Australian art photographers explore underwater worlds


Some photographers have an anxious tendency to hold their breath when pressing the shutter button. Michaela Skovranova is one of them, but to capture her photographs, she deprives herself of oxygen for a few minutes. The underwater photographer chooses to leave the oxygen tank behind and go snorkeling in pursuit of the humpback whales.

“Less equipment allows you to enter the water faster and move through the water faster to track whales,” Skovranova explains.

Love Scars by Michaela Skovranova, as part of the Aquaticus exhibition at the Black Eye Gallery, Sydney.Credit:Michaela Skovranova

The closer it can be to the whale, the better the color and sharpness of the image, so it goes into the water, holds its breath, and waits for the whale to approach her. Sometimes curious humpback whales approach her a few meters away. This is when its fisheye lens comes in handy.

The Sydney-based Slovak-born photographer was inspired to photograph underwater after interacting with a dolphin while swimming on Manly Beach.

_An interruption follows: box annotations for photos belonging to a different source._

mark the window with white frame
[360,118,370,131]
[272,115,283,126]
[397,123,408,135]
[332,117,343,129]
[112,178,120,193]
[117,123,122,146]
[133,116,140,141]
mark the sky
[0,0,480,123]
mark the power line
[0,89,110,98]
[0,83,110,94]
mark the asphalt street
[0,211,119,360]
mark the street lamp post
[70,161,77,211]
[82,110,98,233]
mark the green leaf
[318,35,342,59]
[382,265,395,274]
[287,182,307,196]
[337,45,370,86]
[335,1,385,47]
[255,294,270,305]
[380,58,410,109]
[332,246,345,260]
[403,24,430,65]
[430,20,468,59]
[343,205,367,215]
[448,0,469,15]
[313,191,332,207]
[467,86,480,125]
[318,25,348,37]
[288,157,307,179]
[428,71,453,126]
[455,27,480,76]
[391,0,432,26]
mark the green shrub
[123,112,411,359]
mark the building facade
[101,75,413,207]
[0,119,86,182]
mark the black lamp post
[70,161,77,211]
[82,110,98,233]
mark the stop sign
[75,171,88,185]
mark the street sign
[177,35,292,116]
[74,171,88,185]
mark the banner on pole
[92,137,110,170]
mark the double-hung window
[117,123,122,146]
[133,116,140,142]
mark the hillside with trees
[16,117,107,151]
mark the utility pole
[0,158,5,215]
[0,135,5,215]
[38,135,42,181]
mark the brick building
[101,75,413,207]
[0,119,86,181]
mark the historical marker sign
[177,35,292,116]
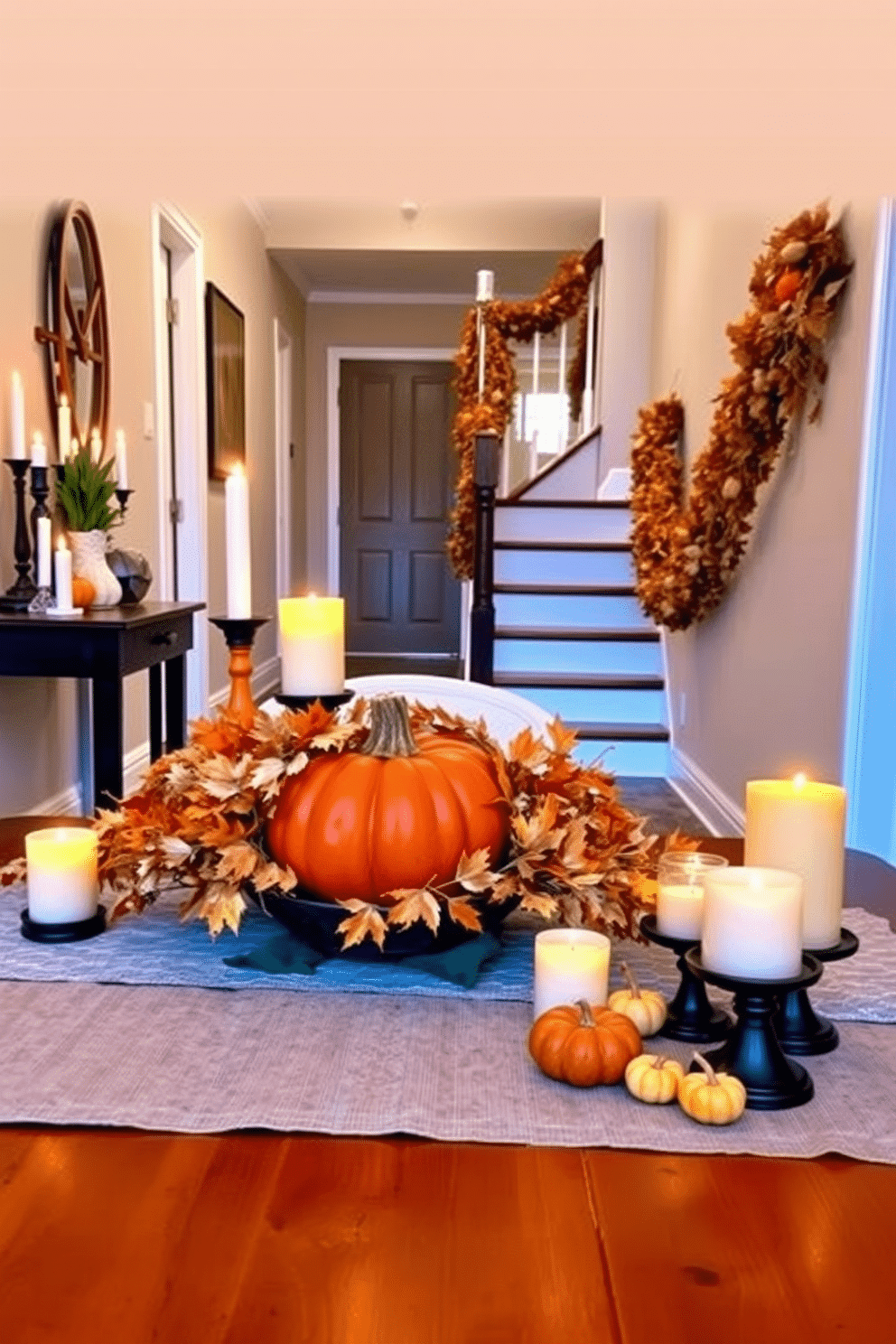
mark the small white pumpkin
[607,961,667,1036]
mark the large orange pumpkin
[267,697,509,904]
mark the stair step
[494,540,631,553]
[565,723,669,742]
[493,672,665,691]
[493,583,635,597]
[494,625,659,644]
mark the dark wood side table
[0,602,204,807]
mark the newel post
[471,434,501,686]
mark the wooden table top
[0,818,896,1344]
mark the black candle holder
[640,915,733,1046]
[686,947,821,1110]
[22,906,106,942]
[0,457,38,611]
[274,691,355,710]
[771,929,858,1055]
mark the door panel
[340,360,461,656]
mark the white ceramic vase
[69,527,121,606]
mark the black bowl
[246,883,520,961]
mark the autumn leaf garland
[3,699,677,949]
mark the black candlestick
[0,457,38,611]
[686,947,821,1110]
[771,929,858,1055]
[640,915,733,1046]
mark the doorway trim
[326,345,473,658]
[151,203,209,718]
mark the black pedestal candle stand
[772,929,858,1055]
[640,915,733,1046]
[686,947,821,1110]
[0,457,38,611]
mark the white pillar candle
[533,929,610,1017]
[657,849,728,942]
[56,392,71,462]
[9,369,25,458]
[38,518,52,587]
[31,430,47,466]
[224,466,253,621]
[116,429,127,490]
[744,774,846,952]
[25,826,99,923]
[53,537,74,611]
[701,868,803,980]
[279,593,345,695]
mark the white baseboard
[669,746,747,836]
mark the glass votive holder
[657,849,728,942]
[533,929,610,1017]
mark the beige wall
[305,303,466,590]
[0,201,305,813]
[653,203,876,807]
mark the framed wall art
[206,282,246,481]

“I find it so exciting,” she said. “When I’m underwater, everything slows down, everything becomes very calm, it’s almost like meditation.”

Skovranova’s majestic compositions are currently on display with three other underwater photographers at the Black Eye Gallery in Darlinghurst, Sydney. The Aquatic The exhibition features the work of four Australian artists – Annabelle Gaspar, Graham Shearer, Toby Burrows and Michaela Skovranova – linked by a common interest in the visual use of water in their photography. While the four artists have toured underwater, each brings their own story.

“Underwater photography is an area in which Australian photographers really excel,” says Tom Evangelidis, director of the Black Eye Gallery. He organized the show with an open mind to constructed and observed stages, but only chose artists whose work was created entirely behind closed doors.

Gaspar’s works are from his series Love you till death, each image brings a baroque sensibility to the use of light, color, flesh and fabric, with a clear nod to Caravaggio and 17th century French painting.

The Shearer Series Water sees the female form honoring an underwater world created by the artist. Light and contrast create a visual feast and evoke a dreamlike state.